In this 4th and final webinar, Prof. dr. André Martins (LST Lisbon) will give a presentation on “From Sparse Modeling to Sparse Communication.”
Registration link: here
15.00: Opening by Dr. Wilker Aziz (ILLC, UvA)
Neural networks and other machine learning models compute continuous representations, while humans communicate mostly through discrete symbols. Reconciling these two forms of communication is desirable for generating human-readable interpretations or learning discrete latent variable models, while maintaining end-to-end differentiability.
In the first part of the talk, I will describe how sparse modeling techniques can be extended and adapted for facilitating sparse communication in neural models. The building block is a family of sparse transformations called alpha-entmax, a drop-in replacement for softmax, which contains sparsemax as a particular case. Entmax transformations are differentiable and (unlike softmax) they can return sparse probability distributions, useful to build interpretable attention mechanisms. Variants of these sparse transformations have been applied with success to machine translation, natural language inference, visual question answering, and other tasks.
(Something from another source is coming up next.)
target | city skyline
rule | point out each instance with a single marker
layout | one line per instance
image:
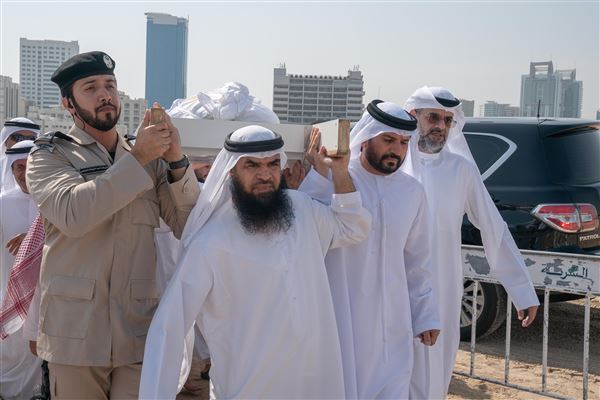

In the second part, I will introduce mixed random variables, which are in-between the discrete and continuous worlds. We build rigorous theoretical foundations for these hybrids, via a new “direct sum” base measure defined on the face lattice of the probability simplex. From this measure, we introduce new entropy and Kullback-Leibler divergence functions that subsume the discrete and differential cases and have interpretations in terms of code optimality. Our framework suggests two strategies for representing and sampling mixed random variables, an extrinsic (“sample-and-project”) and an intrinsic one (based on face stratification).
In the third part, I will show how sparse transformations can also be used to design new loss functions, replacing the cross-entropy loss. To this end, I will introduce the family of Fenchel-Young losses, revealing connections between generalized entropy regularizers and separation margin. I will illustrate with applications in natural language generation, morphology, and machine translation.
This work was funded by the DeepSPIN ERC project (https://deep-spin.github.io).
Bio of Prof. dr. André Martins:
André Martins (PhD 2012, Carnegie Mellon University and University of Lisbon) is an Associate Professor at Instituto Superior Técnico, University of Lisbon, researcher at Instituto de Telecomunicações, and the VP of AI Research at Unbabel. His research, funded by a ERC Starting Grant (DeepSPIN) and other grants (P2020 project Unbabel4EU and CMU-Portugal project MAIA) include machine translation, quality estimation, structure and interpretability in deep learning systems for NLP. His work has received best paper awards at ACL 2009 (long paper) and ACL 2019 (system demonstration paper). He co-founded and co-organizes the Lisbon Machine Learning School (LxMLS), and he is a Fellow of the ELLIS society.